Consultant indépendant auprès des collectivités territoriales

« Je rêve d'un grand temps de réflexion collectif sur le service public. Un vrai arrêt sur image, loin de la tyrannie du temps présent ou de la défense corporatiste ou d'intérêts individuels, qui nous permettrait collectivement de nous poser les bonnes questions, agents publics et citoyens. »

Quelles sont vos fonctions actuelles et les grandes étapes de votre parcours professionnel ?

Nans Mollaret : Après une licence-maîtrise en aménagement du territoire au sein de l'Institut d'Urbanisme de Grenoble et titulaire d'un DESS en Administration et Gestion des Collectivités territoriales à l'université R. Schuman de Strasbourg, j'ai pris mon premier poste d'attaché territorial en 2002 en ayant l'opportunité immédiate à 22 ans d'exercer les fonctions de Directeur général des services de la communauté de communes d'Obernai (Bas-Rhin).
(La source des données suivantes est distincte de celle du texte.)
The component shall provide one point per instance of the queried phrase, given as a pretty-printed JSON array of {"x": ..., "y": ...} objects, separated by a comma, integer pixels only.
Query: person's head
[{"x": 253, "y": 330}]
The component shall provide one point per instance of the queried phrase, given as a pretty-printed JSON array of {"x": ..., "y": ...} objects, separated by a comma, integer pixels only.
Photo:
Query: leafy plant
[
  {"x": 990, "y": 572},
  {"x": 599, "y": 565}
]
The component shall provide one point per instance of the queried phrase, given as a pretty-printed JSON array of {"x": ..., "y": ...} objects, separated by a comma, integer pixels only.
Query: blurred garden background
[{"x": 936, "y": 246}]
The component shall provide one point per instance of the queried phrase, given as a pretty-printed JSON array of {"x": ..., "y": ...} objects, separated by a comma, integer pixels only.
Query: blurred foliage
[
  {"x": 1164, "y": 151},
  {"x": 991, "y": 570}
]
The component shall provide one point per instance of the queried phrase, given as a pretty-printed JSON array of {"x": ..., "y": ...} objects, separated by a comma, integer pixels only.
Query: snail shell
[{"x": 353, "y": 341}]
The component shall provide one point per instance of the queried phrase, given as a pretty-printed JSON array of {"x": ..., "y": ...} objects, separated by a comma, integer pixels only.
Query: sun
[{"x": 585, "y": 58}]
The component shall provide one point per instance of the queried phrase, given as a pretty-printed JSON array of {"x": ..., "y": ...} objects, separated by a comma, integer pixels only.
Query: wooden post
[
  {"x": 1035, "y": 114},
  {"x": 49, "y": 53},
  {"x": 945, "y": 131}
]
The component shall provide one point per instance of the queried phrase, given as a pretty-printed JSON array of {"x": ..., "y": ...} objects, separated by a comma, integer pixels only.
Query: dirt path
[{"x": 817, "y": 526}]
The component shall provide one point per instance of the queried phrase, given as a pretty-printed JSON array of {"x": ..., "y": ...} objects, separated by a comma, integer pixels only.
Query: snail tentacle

Après une indisponibilité pour convenances personnelles d'une année pour voyager à l'étranger et m'engager dans une mission humanitaire en Amérique du Sud, de retour en France métropolitaine en 2009 et marqué par mon vécu, j'ai souhaité donner un sens plus incarné à mon engagement en tant que DGA solidarités au CCAS de Besançon. J'ai alors commencé par préparer et réussir l'examen professionnel d'attaché principal en 2015 que j'ai couplé avec un processus de formation continue en étant sélectionné pour rejoindre le Cycle supérieur de Management de l'INET (Master 2 Management public territorial). Saisissant l'opportunité du départ du DGS, j'ai été nommé Directeur général des services du CCAS de la ville de Besançon le 1er janvier 2016. J'ai été par ailleurs fortement engagé en tant qu'administrateur national puis président de l'Association nationale des Cadres communaux de l'action sociale (Anccas) de 2018 à 2021, association qui est devenue durant cette période l'Actas, Association des Cadres territoriaux de l'action sociale.

En 2017, à la fin du Cycle supérieur de Management de l'Inet, j'enchaîne immédiatement avec la préparation de l'examen professionnel d'administrateur territorial et j'ai la chance d'être lauréat. J'opère en 2018 une mobilité vers un poste de DGA Solidarités du département de l'Allier. Mon souhait est alors de rejoindre un collectif de direction d'une grande collectivité tout en restant dans ma thématique privilégiée de l'action sociale mais cette fois-ci du côté de la fabrique des grandes politiques publiques locales.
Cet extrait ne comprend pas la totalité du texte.